Two-Phase Slug Flow Characterization Using Artificial Neural Networks

Abstract

Gas-liquid two-phase flows are present in nature and in different industrial activities alike, such as the chemical, petroleum, and nuclear industries. In this type of flow, the liquid and gas phases assume different spatial configurations inside the pipe, called flow patterns. The mathematical modeling of slug flow comprises from simple steady-state models to more complex models for transient regimes. Those models require closure relationships, e.g., empirical correlations and statistical distributions of characteristic flow parameters. In this paper, a model based on artificial neural networks (ANNs) for predicting the two-phase slug flow behavior is proposed. With this ANN model, the parameters that characterize the flow are extracted from the time series of void fractions obtained experimentally. The variables of interest are superficial velocities of the fluids, liquid slug and gas bubble lengths, and the bubble translational velocity and their standard deviations.
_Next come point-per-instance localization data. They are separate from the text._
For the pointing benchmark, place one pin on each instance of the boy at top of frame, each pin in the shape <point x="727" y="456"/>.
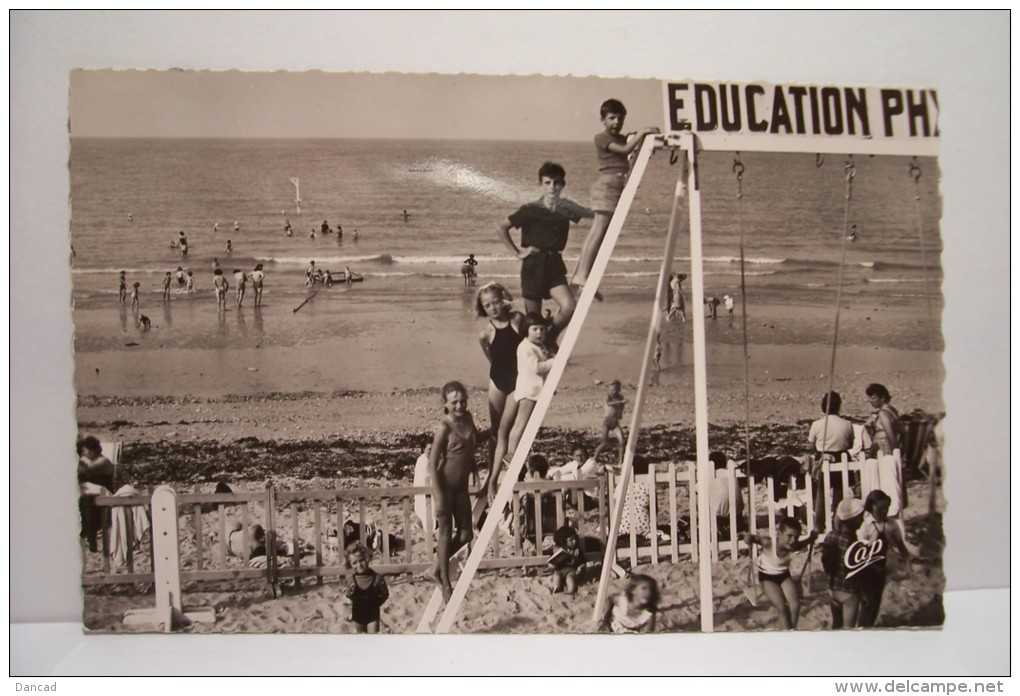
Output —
<point x="612" y="150"/>
<point x="544" y="227"/>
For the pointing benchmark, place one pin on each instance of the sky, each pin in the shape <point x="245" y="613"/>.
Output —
<point x="315" y="104"/>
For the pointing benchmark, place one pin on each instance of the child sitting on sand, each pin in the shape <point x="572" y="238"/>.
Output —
<point x="611" y="149"/>
<point x="451" y="462"/>
<point x="567" y="561"/>
<point x="611" y="419"/>
<point x="500" y="339"/>
<point x="844" y="587"/>
<point x="773" y="568"/>
<point x="544" y="227"/>
<point x="366" y="590"/>
<point x="220" y="285"/>
<point x="634" y="609"/>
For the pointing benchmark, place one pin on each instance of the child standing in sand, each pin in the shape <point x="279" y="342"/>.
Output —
<point x="451" y="462"/>
<point x="500" y="338"/>
<point x="844" y="588"/>
<point x="220" y="286"/>
<point x="611" y="419"/>
<point x="166" y="287"/>
<point x="366" y="590"/>
<point x="773" y="568"/>
<point x="877" y="534"/>
<point x="544" y="228"/>
<point x="634" y="609"/>
<point x="533" y="362"/>
<point x="567" y="560"/>
<point x="611" y="149"/>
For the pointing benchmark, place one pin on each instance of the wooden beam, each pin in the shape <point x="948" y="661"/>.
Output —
<point x="616" y="510"/>
<point x="569" y="339"/>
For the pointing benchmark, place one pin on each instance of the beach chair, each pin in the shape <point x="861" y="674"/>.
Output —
<point x="111" y="450"/>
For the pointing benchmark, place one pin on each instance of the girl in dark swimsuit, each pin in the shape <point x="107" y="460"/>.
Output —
<point x="365" y="589"/>
<point x="499" y="342"/>
<point x="451" y="462"/>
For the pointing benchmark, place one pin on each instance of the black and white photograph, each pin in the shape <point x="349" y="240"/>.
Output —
<point x="421" y="348"/>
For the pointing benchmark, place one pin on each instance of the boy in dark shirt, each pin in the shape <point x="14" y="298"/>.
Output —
<point x="544" y="227"/>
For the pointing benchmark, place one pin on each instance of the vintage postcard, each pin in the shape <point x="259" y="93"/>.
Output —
<point x="428" y="353"/>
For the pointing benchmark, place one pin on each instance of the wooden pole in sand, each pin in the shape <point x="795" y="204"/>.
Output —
<point x="661" y="292"/>
<point x="552" y="381"/>
<point x="704" y="471"/>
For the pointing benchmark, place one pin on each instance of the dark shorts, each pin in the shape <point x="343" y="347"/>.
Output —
<point x="364" y="612"/>
<point x="541" y="272"/>
<point x="777" y="579"/>
<point x="606" y="192"/>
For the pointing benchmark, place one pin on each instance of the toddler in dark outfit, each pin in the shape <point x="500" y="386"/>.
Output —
<point x="365" y="589"/>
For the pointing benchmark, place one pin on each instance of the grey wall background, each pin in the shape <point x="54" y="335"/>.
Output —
<point x="964" y="55"/>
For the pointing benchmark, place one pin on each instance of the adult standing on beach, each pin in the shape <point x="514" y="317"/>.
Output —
<point x="95" y="473"/>
<point x="885" y="430"/>
<point x="884" y="425"/>
<point x="257" y="277"/>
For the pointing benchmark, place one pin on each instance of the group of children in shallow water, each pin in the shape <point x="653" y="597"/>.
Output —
<point x="186" y="284"/>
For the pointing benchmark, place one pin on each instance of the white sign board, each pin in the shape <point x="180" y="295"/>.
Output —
<point x="762" y="116"/>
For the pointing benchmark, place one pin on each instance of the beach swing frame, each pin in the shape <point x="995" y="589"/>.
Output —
<point x="683" y="144"/>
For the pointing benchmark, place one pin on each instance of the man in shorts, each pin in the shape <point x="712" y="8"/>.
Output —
<point x="544" y="227"/>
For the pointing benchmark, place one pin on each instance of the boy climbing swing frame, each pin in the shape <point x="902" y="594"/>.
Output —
<point x="778" y="118"/>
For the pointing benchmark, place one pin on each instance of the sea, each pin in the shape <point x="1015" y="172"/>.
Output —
<point x="132" y="197"/>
The knowledge and understanding of those parameters will improve the characterization of the intermittent slug flows and will also provide information on the development of physical models that describe this phenomenon, such as the unit cell models, the drift flux model and the slug tracking model. In general, the estimation models based on ANNs showed good results compared with reference values obtained experimentally. The results show that the estimation models present a mean square error below 2%. The methodology presented here, combining experimentally obtained void fraction time series and ANN, is an appropriated method to infer flow parameters and thus to support slug flow characterization.